Admittedly, I am probably a lot. I am a complicated mess of a person. My heart is open, I love to laugh and be infatuated and learn new things. I have no follow-through, I’m hyper-emotional sometimes and I feel everything really deeply. I am argumentative. I am shy. I am exhibitionist, voyeur, and hermit. Goddess, maiden, mother, crone, soldier.

They go to bed with Gilda, they wake up with me.

And I’m not Gilda. I’m not even Rita Hayworth. My “me” is some number of rungs down the ladder from hers, but I understand the sentiment. I am not a fantasy. I am a real, flesh-and-blood woman, who is angry and sad and curious and funny and a powerhouse and a little girl all at once. That’s hard to deal with, hard to love.

Vulnerability isn’t attractive. Bleeding and crying isn’t attractive. If you’re not attractive, you’re nothing.

And so they come, and they devote themselves, and they get to know me, and they leave.

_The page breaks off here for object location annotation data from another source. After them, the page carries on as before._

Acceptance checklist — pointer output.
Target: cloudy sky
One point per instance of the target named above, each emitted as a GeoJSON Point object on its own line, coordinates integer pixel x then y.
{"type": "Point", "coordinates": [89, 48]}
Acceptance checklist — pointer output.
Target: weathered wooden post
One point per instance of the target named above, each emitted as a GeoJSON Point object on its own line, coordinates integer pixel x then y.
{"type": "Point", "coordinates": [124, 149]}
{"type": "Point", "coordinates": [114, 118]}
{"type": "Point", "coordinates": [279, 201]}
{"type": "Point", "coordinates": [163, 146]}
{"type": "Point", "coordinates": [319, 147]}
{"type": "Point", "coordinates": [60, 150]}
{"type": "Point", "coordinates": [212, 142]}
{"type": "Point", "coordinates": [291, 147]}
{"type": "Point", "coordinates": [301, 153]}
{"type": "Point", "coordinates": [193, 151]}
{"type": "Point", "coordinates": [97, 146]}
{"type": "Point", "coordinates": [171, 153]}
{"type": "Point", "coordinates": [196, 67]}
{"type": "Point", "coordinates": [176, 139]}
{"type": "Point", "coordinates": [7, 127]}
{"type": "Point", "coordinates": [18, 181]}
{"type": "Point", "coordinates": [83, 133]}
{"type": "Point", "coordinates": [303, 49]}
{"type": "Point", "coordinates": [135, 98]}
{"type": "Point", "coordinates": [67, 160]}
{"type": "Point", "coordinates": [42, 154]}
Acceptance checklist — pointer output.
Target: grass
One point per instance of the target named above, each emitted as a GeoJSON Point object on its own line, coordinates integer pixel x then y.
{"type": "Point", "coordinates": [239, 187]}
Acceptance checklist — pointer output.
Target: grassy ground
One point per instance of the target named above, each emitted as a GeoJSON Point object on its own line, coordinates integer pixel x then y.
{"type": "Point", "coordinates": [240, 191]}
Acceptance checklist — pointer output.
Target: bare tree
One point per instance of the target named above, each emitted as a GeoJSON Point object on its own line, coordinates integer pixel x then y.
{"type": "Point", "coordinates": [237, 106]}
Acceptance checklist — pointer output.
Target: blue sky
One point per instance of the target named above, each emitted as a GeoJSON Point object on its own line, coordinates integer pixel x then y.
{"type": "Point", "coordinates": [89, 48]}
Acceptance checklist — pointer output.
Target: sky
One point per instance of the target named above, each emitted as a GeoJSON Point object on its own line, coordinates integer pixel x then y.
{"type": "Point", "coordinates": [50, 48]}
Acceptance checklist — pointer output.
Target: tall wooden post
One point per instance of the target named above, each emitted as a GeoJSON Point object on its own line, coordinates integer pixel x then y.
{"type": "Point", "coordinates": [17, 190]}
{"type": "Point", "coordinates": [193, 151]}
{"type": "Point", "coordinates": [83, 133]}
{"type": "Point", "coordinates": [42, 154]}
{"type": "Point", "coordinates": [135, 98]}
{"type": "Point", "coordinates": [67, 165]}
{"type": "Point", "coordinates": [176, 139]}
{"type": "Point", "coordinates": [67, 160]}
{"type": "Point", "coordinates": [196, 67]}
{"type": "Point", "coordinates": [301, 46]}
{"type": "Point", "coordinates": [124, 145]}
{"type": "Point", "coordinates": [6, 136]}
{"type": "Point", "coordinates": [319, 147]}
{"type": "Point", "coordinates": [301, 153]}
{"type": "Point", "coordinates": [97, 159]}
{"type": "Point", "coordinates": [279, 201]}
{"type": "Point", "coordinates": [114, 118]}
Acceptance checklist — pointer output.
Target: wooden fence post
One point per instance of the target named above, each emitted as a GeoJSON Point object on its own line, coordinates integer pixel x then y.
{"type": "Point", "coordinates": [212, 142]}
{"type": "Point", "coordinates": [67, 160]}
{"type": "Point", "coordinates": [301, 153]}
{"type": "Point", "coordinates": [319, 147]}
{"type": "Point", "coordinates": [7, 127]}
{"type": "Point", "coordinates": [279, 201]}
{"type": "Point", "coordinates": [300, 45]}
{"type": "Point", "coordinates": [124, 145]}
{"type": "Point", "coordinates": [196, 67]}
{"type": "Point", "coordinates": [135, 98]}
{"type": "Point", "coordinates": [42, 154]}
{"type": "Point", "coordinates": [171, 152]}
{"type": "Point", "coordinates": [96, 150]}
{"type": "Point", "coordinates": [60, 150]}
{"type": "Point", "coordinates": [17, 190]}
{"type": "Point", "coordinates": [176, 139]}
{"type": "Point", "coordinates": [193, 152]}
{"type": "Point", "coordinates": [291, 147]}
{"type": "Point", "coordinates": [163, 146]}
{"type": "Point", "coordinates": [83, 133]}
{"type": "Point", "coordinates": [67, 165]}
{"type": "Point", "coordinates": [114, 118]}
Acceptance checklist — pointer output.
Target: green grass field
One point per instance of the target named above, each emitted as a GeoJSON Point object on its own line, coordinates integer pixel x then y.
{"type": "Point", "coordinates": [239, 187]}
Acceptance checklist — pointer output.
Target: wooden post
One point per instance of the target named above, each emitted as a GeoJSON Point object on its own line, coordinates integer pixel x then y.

Mostly it isn’t love. It’s stupidity. My dad loved me. My dad left me.

So… you know… don’t say dumb shit to me. Don’t tell me it gets better, don’t tell me time heals, and please don’t tell me that people who love me don’t leave. I only know the opposite to be true.

gray…slip away…

It was gray outside this morning. All day, really.

Driving to work, half asleep, I thought about you. Were you real? Because I think you were real but now you don’t exist and I don’t know what to do with that. I have memories but I can’t hold on to them, can’t hug them. In my mind I try to squeeze the idea of you and it slowly dissipates until my thoughts are hazy nothings.

Other people are scattered in the parking lot, all walking towards the building, trying hard not to see each other. I wonder if they’re hurting like me. Chest on fire, eviscerating me from within, while my ignorant body sends tears down my face – my face! – to quench it. It doesn’t help, of course. It just makes my face wet.

I am in so much pain, it hurts to breathe and I marvel at my own movement – that one foot goes in front of the other, then the other, repeat ad infinitum until I am somehow in my office, saying words I can’t hear to co-workers who blow into their hot coffee and smile weakly at me.

Wearing a red sweater, I think how powerful red used to make me feel. Today this red sweater makes me think of my broken, shattered heart. Bleeding. Choking me. I’m showing the world with my wardrobe that I am a wound, raw and throbbing like an exposed nerve. They don’t notice.

Getting over an illness is funny in that, when I thought I was going to die I pleaded to live. Now that I have returned to my lukewarm half-life, I am reminded how nice it would be to die. To just slip away into the gray fog that surrounds me, quietly, and let go of all this pain.

You left me, and when you left you took me, and now nothing is here in any real way except I am the nothing now, and there is enough of me to feel the beating of losing you over and over and over again. Nothing means anything. Nothing means everything. I am tired.